One strength at our plant lies in listening to and adapting alongside client R&D teams. Contract development and custom synthesis regularly begin with an inquiry about a unique derivative or tighter impurity limit. Instead of applying a one-size-fits-all approach, our synthetic chemists use real-world project experience to anticipate bottlenecks and suggest alternate approaches. This partnership has driven multiple improvements to our bulk 3-bromo-5-fluoropyridine-2-carboxylic acid—such as milled forms with improved dissolution rates or batches tailored for continuous processing needs. The history of BFPC acid on our lines demonstrates that genuine discussion and nimble process adjustment yield real improvements—not just to cost but to feasibility of making the next medical, diagnostic, or agrochemical breakthrough. Timely exchange of technical data shortens project cycles and encourages broader, more creative applications of the compound.

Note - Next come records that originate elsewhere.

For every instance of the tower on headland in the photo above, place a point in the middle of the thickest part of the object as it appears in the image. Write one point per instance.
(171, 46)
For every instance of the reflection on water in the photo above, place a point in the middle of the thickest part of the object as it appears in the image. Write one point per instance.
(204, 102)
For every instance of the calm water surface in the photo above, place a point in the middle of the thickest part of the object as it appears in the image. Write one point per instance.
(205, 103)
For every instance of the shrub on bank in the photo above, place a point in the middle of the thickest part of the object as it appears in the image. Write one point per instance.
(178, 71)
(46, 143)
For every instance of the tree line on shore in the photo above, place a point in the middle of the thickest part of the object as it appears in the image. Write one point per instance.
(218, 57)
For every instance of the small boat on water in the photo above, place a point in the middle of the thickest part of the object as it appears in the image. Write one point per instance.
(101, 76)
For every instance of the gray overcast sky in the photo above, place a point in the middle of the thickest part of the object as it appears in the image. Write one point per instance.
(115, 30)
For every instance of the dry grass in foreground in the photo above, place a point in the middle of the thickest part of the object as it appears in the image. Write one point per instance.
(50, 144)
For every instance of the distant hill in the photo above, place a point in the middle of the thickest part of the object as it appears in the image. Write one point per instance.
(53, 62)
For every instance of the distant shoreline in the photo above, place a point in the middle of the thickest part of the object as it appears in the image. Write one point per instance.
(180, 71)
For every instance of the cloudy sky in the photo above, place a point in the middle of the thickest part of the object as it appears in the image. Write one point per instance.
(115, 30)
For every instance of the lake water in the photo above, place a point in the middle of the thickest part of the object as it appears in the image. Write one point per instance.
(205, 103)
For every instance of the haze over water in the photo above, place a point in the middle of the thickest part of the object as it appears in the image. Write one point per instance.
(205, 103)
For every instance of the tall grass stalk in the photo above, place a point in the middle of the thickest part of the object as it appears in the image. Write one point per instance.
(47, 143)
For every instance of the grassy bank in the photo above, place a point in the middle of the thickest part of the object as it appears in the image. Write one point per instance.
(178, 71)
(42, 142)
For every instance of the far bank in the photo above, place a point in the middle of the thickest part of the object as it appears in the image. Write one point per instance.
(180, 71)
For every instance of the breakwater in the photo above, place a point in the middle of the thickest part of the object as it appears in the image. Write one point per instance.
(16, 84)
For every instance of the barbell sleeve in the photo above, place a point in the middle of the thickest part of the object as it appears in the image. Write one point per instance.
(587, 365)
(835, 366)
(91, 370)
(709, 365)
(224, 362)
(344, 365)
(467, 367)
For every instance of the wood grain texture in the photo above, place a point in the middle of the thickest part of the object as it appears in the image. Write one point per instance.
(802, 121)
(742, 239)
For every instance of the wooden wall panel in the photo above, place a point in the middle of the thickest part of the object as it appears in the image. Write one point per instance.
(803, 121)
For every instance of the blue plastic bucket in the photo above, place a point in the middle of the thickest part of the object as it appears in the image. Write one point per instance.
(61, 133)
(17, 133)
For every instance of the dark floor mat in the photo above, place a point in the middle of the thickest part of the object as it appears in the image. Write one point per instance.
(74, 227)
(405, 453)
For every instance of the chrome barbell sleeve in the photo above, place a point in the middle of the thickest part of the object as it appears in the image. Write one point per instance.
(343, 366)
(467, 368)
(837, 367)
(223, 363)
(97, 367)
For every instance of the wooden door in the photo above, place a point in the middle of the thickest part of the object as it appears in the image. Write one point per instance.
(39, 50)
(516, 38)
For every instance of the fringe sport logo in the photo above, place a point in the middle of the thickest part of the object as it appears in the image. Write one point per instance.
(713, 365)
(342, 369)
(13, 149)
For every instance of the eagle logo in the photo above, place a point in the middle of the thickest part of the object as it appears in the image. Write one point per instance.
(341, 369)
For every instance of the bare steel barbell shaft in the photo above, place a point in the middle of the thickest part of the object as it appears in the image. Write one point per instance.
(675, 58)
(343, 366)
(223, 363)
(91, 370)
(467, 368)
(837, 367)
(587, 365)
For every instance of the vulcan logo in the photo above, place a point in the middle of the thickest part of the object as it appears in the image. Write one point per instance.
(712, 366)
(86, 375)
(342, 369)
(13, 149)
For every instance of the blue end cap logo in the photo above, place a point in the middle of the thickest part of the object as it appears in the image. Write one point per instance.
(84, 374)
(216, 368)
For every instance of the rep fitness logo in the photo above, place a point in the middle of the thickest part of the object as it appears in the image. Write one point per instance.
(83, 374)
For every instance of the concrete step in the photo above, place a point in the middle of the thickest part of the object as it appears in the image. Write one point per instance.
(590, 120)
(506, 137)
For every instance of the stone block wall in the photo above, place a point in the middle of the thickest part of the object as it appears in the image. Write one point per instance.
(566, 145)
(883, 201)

As a manufacturing partner, we see our role as extending far beyond simply supplying an intermediate in a drum and waiting for reorders. The practical chemistry behind 3-bromo-5-fluoropyridine-2-carboxylic acid evolves continuously. Each new large-scale application, each request for a novel downstream transformation, feeds back directly into process engineering, analytical control, and logistics. This feedback loop—between producers and real users—underpins real advancements in both synthetic chemistry and operational efficiency. Looking ahead, demands for greener chemistry, higher selectivity, and fewer steps in complex molecule assembly will continue. Our daily attention to process economy, waste minimization, and scale-up support directly reflects needs voiced by customers developing the medicines and crop solutions of tomorrow.
Every kilogram of 3-bromo-5-fluoropyridine-2-carboxylic acid leaving our plant represents more than a product; it stands for rigor, problem-solving, and cooperative problem-solving that starts long before a catalyst stirs in a customer’s reactor. Experience grounds every decision we make about specification limits, documentation, packaging, and technical support. Meeting that challenge rewards everyone throughout the supply chain—no matter where tomorrow’s molecules may lead.